Elizabeth Scalia is a daughter of St Benedict–a Benedictine oblate, writer, wife and mother. Blogging at The Anchoress she’s also one of the Patheosi–bloggers here from a variety of faith traditions who help millions of seeker after God. The Benedictine spirit is strong in young Skywalker Scalia…the book is the fruit of her meditation on the great mystery.
Elizabeth’s book offers a great boost on the mysterious great adventure because she challenges us to get rid of all the obstacles that stand in the way and hold us back from following the Master of mystery. We need to throw the lumber overboard, get our priorities right and “love the Lord our God with all our heart, soul, mind and strength.”
Strange Gods is Elizabeth’s extended meditation of the strange gods we worship in the modern world. In ten chunky and chatty chapters, she explores and exposes The Idols of I, Idea, Prosperity, Technology, Coolness and Sex, Plans, Super Idols, Super Idols and Language, and The People of Gods. Scalia digs deep and gets beneath the usual ‘idols’ of money, sex, drugs and power and uncovers the philosophical and ideological roots of our worship of strange gods.
I especially enjoyed her chapters on Ideas and Super Idols. A “super idol” is and ideology which is so firmly held that it becomes an unshakeable and infallible dogma. Whenever anyone–left wing or right wing–holds to an idea until it becomes an idee fixe it ceases to be an idea and becomes a fixation, and such a fixation that it is a constant vexation.
Elizabeth Scalia tells some excellent stories to illustrate her point: the well meaning educator who bans the science fair because some children don’t win and they feel bad, or the sincere feminist parish sister who emasculates the liturgy and the language by weeding out as many masculine pronouns as possible–then offends all the women in the parish by decorating the ladies room with puke making color schemes.
She does the same with Technology, Prosperity, Coolness and Sex…she ponders the reasons for the worship of these idols and gets us to turn our hearts again to the master. The book is chock full of personal stories, anecdotes and quirky details to hammer home the point. Scalia’s down to earth, practical and somewhat skeptical personality shines through to add contrast and therefore heighten her real faith and deep search for truth.
A book review should usually observe what could also be better about a book, and I would have enjoyed this book better if the text had been broken up into smaller chunks with sub headings. I am always in the middle of reading about five books at once, and since I read in little gobbets–rarely sitting down to do serious page turning–I find the sub headings in books to be helpful encouragement. In a book of practical spirituality like this one I also like pull quotes. There were good quotes at the beginning of each chapter, but the book would have been improved and the reading experience more delightful if more quotes had been set into the text.

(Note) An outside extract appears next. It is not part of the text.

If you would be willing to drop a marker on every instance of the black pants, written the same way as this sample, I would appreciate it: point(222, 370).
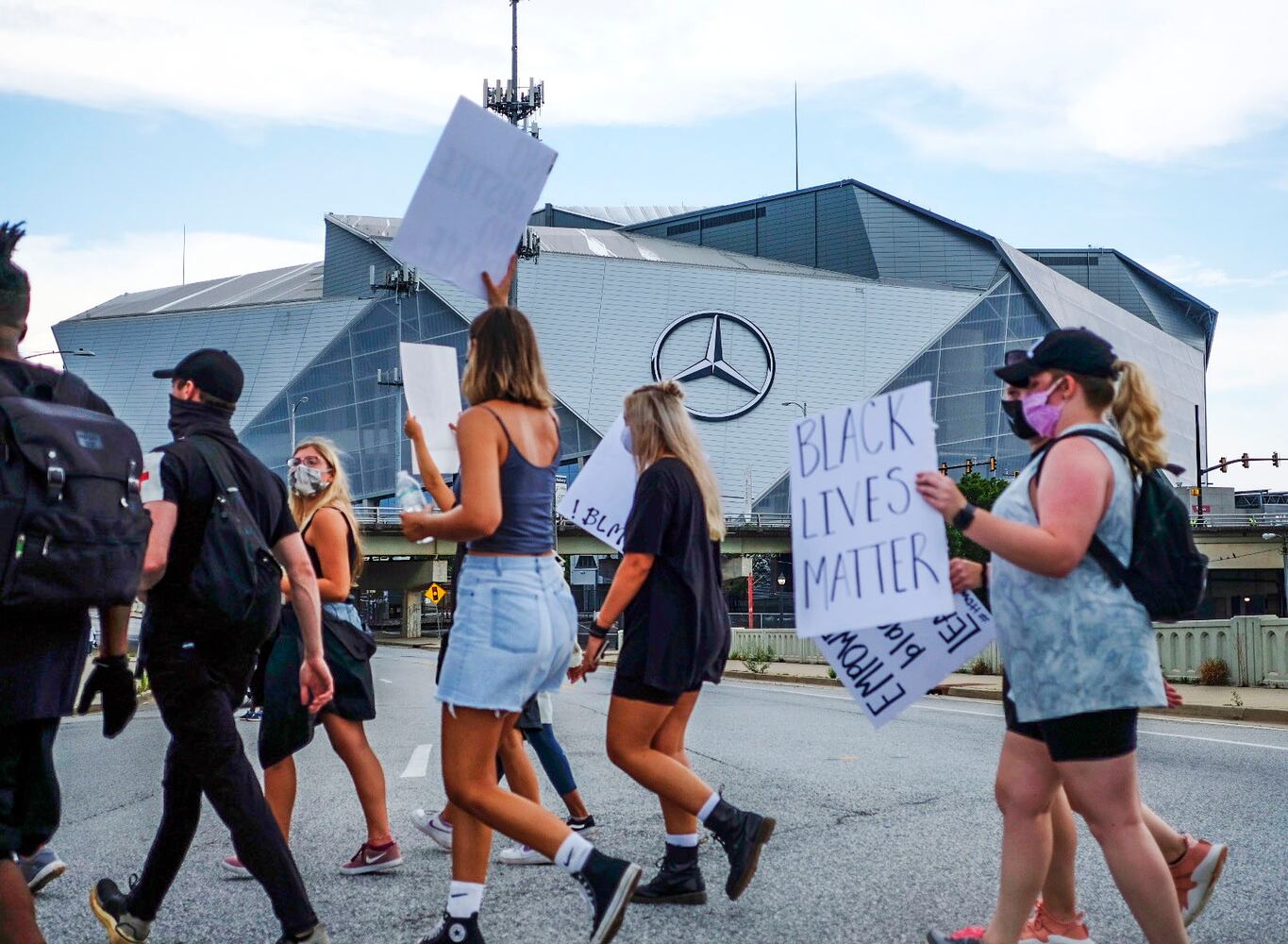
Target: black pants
point(205, 756)
point(28, 787)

What was best about the book? The chapter, Through the Looking Glass: Super Idols and Language. In the second half she writes about her own family dysfunction and the deep wounds that need healing. She discovers a level of love and a radiance of light that is overpowering only to find that her family members exclude her and refuse to face the light or embrace the love. What kind of love is this? The one that is waiting for us on the other side of our idols:
This is remarkable, almost reckless love. This is a love so all in all, so unconditional, that it is willing not just to be vulnerable, but by human standards almost foolish in its boundless, unconditional reality.
Find this love. This book will help you on the quest.